Back to Case Studies
system-designintermediate 11 min read

System Design Interview

Design a URL Shortener (bit.ly)

6-character codes that redirect billions of times a day — deceptively simple to design wrong

Key outcome: 10B URLs, <10ms redirect
System DesignHashingRedisRead-HeavyCacheBase62

The Interview Question

"Design a URL shortener like bit.ly. Users paste a long URL and get a short code. Anyone with the short code can be redirected to the original URL."

This question is deceptively simple. The interesting problems are: how do you generate unique short codes at scale, how fast does the redirect need to be, and what happens when the same short URL gets hit by a million people simultaneously.

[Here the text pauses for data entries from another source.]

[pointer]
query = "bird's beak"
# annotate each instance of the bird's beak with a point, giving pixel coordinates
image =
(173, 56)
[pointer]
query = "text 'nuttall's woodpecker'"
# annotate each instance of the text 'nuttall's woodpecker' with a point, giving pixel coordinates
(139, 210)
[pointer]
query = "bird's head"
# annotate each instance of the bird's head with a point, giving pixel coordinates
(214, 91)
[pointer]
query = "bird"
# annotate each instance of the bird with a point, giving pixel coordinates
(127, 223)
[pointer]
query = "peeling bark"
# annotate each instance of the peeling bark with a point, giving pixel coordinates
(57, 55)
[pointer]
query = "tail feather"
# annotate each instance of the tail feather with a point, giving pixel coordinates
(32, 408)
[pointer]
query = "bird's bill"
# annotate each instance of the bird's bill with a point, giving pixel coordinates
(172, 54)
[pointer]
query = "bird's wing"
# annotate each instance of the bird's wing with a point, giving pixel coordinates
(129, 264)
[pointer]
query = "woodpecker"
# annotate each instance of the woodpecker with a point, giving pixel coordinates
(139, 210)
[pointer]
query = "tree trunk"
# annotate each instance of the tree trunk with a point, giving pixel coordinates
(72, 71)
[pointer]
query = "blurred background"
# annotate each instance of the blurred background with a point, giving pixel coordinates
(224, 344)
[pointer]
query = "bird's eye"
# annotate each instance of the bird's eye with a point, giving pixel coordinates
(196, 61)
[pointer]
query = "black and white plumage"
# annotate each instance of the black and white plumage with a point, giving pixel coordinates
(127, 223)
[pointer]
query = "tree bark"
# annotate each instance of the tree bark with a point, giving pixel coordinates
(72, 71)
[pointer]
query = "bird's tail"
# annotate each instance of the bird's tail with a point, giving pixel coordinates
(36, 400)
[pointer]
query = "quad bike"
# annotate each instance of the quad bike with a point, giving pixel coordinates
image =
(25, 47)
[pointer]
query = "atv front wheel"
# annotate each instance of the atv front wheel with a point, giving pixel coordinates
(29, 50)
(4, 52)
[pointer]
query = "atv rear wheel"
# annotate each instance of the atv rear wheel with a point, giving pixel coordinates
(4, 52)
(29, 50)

Step 1: Define the Requirements

Functional requirements

  • Given a long URL, generate a unique short URL (e.g., sho.rt/aB3kP9)
  • Redirect anyone who visits the short URL to the original
  • Optional: custom aliases (sho.rt/my-brand)
  • Optional: analytics (click count, referrer, geography)

Non-functional requirements

  • 100 million new URLs created per day (~1,150 writes/sec)
  • 10 billion redirects per day (~115,000 reads/sec) — heavily read-skewed (100:1)
  • Short codes must be unique — collisions cause wrong redirects
  • Redirect latency: under 10ms (users feel redirects; this is a UX requirement)
  • URLs should not expire unless explicitly set

Scale implication: Over 5 years, ~180 billion URLs stored. At ~500 bytes per record, that's ~90TB of structured data. Manageable in a distributed database.


Step 2: The Short Code — How Do You Generate It?

This is the core of the question. Most candidates say "hash the URL" — that's wrong.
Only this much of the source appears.